# OpenVerification1 Eval
## Output Predictions and Evaluations
See the model directory `sdm_estimator__gpt5_gemini_granite8b_e100iter3_v1_2_0_r1_0.9_1000/model_details/final_eval_output` for the output predictions (`all_predictions.jsonl`), logs (`version_1.2.0.log.txt`), sorted possible label errors[^1] (`possible_label_errors.jsonl`), and sorted valid index-conditional predictions[^2] (`valid_index_conditional.jsonl`) for each eval split, as well as the model's calibration set. For reference, graphs of the output are also saved in the [output_graphs](model_details/release/v1.2.0/output_graphs) directory in this repo.
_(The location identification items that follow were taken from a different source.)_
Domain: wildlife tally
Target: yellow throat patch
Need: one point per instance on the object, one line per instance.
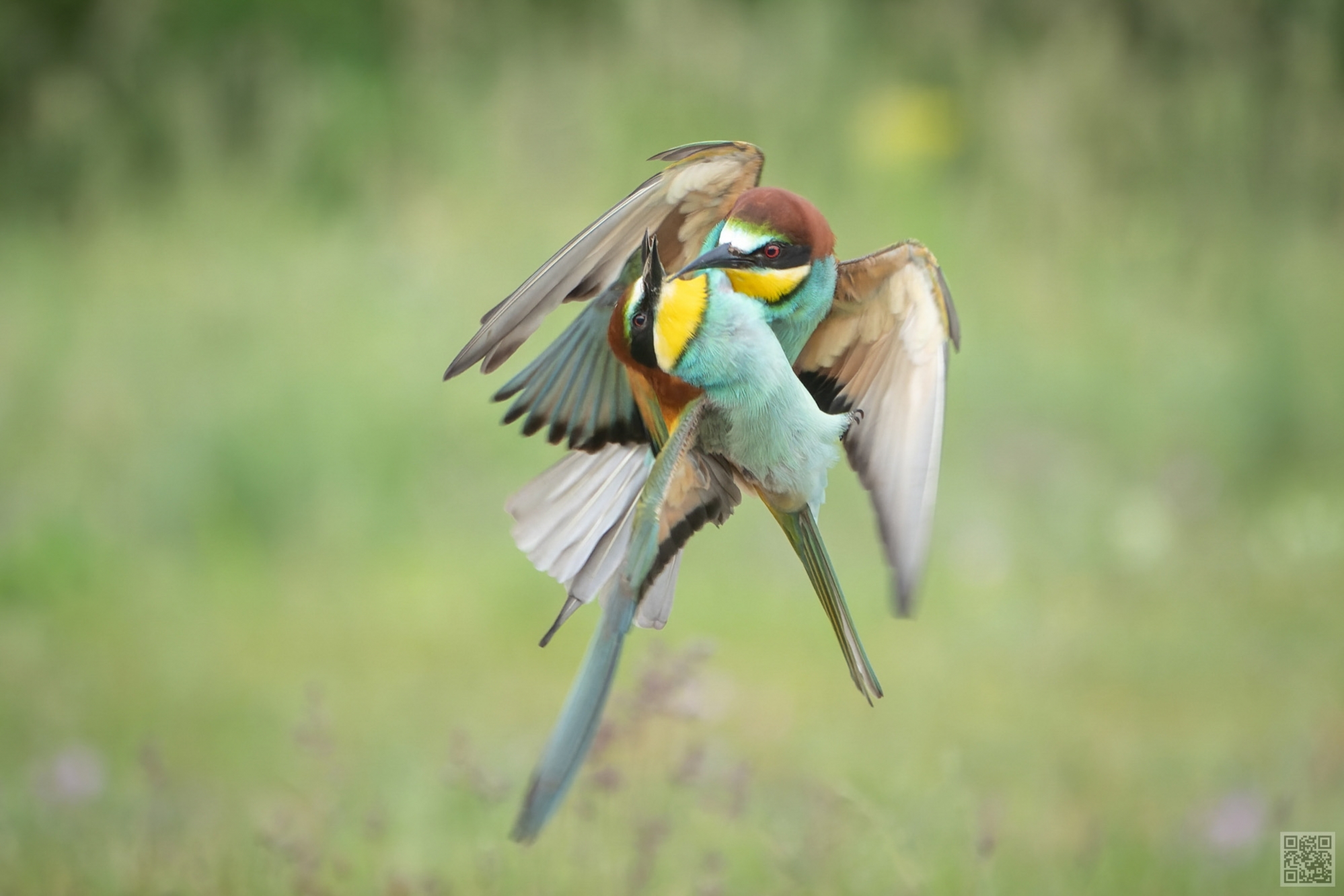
(680, 312)
(768, 285)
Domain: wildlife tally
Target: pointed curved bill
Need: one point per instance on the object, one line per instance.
(883, 350)
(680, 204)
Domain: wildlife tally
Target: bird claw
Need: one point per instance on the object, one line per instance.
(855, 418)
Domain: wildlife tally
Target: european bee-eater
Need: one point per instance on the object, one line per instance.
(868, 336)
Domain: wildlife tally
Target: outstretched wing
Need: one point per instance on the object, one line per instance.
(883, 350)
(680, 204)
(577, 387)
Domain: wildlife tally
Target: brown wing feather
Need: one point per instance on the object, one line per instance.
(681, 203)
(883, 350)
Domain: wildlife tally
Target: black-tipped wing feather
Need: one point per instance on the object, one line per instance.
(883, 350)
(681, 203)
(577, 389)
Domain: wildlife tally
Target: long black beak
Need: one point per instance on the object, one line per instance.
(652, 272)
(722, 256)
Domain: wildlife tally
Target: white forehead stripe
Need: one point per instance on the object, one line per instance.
(743, 241)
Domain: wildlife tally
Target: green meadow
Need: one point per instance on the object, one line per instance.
(262, 625)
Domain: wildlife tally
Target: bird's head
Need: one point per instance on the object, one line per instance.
(768, 244)
(662, 318)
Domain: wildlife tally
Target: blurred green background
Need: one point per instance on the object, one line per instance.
(264, 630)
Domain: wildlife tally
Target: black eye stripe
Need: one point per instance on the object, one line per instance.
(788, 256)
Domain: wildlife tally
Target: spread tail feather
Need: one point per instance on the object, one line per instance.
(805, 537)
(578, 722)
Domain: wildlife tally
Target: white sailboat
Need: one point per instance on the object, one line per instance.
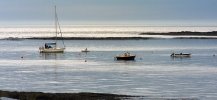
(53, 47)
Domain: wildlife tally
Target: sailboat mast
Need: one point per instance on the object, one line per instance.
(55, 23)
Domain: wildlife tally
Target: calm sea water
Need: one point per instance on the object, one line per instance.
(154, 73)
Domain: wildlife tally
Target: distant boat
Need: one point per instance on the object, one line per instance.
(85, 50)
(180, 55)
(125, 56)
(52, 47)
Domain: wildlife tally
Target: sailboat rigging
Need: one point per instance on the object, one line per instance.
(53, 47)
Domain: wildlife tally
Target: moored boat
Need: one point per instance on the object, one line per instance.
(180, 55)
(125, 56)
(85, 50)
(52, 47)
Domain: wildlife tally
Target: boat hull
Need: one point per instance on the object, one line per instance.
(180, 55)
(51, 50)
(125, 58)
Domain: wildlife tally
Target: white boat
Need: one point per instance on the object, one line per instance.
(53, 47)
(180, 55)
(85, 50)
(125, 56)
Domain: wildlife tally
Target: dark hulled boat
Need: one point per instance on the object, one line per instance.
(125, 56)
(180, 55)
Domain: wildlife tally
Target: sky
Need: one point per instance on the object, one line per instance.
(109, 11)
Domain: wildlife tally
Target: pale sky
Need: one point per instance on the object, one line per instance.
(109, 11)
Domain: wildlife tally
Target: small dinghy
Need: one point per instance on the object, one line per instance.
(85, 50)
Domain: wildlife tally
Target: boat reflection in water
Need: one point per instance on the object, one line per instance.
(125, 56)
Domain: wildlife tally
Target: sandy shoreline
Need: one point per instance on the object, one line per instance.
(63, 96)
(184, 33)
(141, 36)
(80, 96)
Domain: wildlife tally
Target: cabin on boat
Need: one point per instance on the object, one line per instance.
(180, 55)
(125, 56)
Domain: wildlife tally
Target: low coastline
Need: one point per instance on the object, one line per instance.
(141, 36)
(63, 96)
(80, 96)
(184, 33)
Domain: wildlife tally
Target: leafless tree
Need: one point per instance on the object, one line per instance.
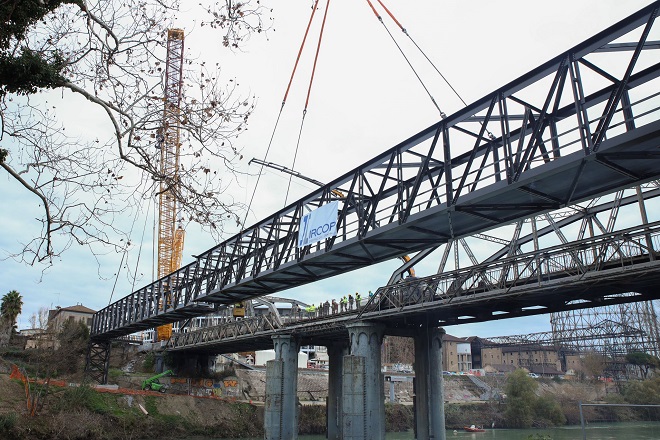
(90, 184)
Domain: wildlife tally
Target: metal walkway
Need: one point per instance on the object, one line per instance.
(583, 124)
(586, 273)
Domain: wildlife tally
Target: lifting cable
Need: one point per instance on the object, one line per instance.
(442, 114)
(123, 255)
(405, 31)
(309, 91)
(272, 136)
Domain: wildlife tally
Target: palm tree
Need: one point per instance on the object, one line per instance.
(12, 304)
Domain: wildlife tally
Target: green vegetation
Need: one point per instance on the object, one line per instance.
(398, 418)
(7, 422)
(149, 362)
(643, 361)
(524, 408)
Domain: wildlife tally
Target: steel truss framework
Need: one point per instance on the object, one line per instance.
(576, 222)
(588, 273)
(583, 124)
(612, 339)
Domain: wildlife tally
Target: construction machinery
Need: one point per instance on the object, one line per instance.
(153, 383)
(170, 237)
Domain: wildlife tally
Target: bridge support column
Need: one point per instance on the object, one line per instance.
(336, 353)
(363, 403)
(281, 412)
(429, 396)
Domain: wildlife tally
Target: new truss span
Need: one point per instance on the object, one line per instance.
(587, 273)
(583, 124)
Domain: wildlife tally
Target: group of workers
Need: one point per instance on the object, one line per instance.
(346, 303)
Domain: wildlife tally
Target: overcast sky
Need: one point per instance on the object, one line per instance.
(364, 100)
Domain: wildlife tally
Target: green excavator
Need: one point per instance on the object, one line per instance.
(154, 384)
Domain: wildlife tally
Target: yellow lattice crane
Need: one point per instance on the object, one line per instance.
(170, 237)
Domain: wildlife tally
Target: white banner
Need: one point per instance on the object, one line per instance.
(318, 224)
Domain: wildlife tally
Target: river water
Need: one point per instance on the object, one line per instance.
(596, 431)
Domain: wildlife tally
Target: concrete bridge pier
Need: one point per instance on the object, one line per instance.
(429, 396)
(363, 403)
(336, 353)
(281, 411)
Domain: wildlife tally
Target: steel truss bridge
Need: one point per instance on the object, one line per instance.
(584, 124)
(586, 273)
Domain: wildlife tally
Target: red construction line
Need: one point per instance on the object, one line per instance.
(391, 16)
(300, 51)
(316, 57)
(374, 9)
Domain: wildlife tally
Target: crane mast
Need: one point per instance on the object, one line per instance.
(170, 237)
We provide high-level summary statistics here. This is an evaluation of the underlying SDM estimator used in the MCP Server; Opus 4.1 (the recommended tool-calling LLM) is not involved. In other words, the arguments to `reexpress(user_question: str, ai_response: str)` are the question and response from the benchmark dataset.
### Version 1.2.0
| Data Split | Marginal Accuracy | Admitted Accuracy | Admitted Proportion | Dataset Size |
|------------|-------------------|-------------------|---------------------|-----------|
| Calibration (not held-out) | 0.93 | 0.98 | 0.61 | 74684 |
| MMLU Validation (binary verification) | 0.93 | 0.98 | 0.47 | 3036 |
| OpenVerification1 5k Test | 0.93 | 0.99 | 0.63 | 5000 |
| MMLU-Pro-4-QA-GPT4o-Letters | 0.86 | 0.93 | 0.30 | 5346 |
| MMLU-Pro-4-QA-GPT4o-Explanations | 0.86 | 0.94 | 0.44 | 5344 |
Interestingly, with this version in particular, the models are sufficiently strong that a non-trivial number of annotation errors (i.e., irreducible/aleatoric error) is evident with the MMLU-Pro-4-QA datasets. These can be examined interactively using `utils_graph_output.py`. See the end of the [training script](model_details/release/v1.2.0/train_and_eval_sdm_estimator_v1.2.0.sh) for example use.
### Version 1.1.0
| Data Split | Marginal Accuracy | Admitted Accuracy | Admitted Proportion | Dataset Size |
|------------|-------------------|-------------------|---------------------|-----------|
| Calibration (not held-out) | 0.92 | 0.98 | 0.62 | 28225 |
| MMLU Validation (binary verification) | 0.88 | 0.97 | 0.33 | 3036 |
| OpenVerification1 5k Test | 0.92 | 0.98 | 0.62 | 5000 |
| MMLU-Pro-4-QA-GPT4o-Letters | 0.74 | 0.96 | 0.09 | 5346 |
| MMLU-Pro-4-QA-GPT4o-Explanations | 0.84 | 0.95 | 0.31 | 5344 |
Legend: The "Admitted" instances are those for which the SDM estimator assigns a valid index-conditional estimate. In the context of the MCP Server, these instances would have a confidence `>= 90%` in the main output.
As indicated in the table, the estimator correctly detects the instances that have a probability `>= 0.9`, even as the overall marginal accuracy varies substantially relative to the model's Calibration set.
[^1]: These are instances that are valid-index conditional estimates, but the predicted class does not match the ground-truth label. These are sorted descending by `p(y | x)_lower`.
[^2]: These are instances for which the confidence label of the main output from the MCP Server would be `>= 90%`. These are sorted descending by `p(y | x)_lower`.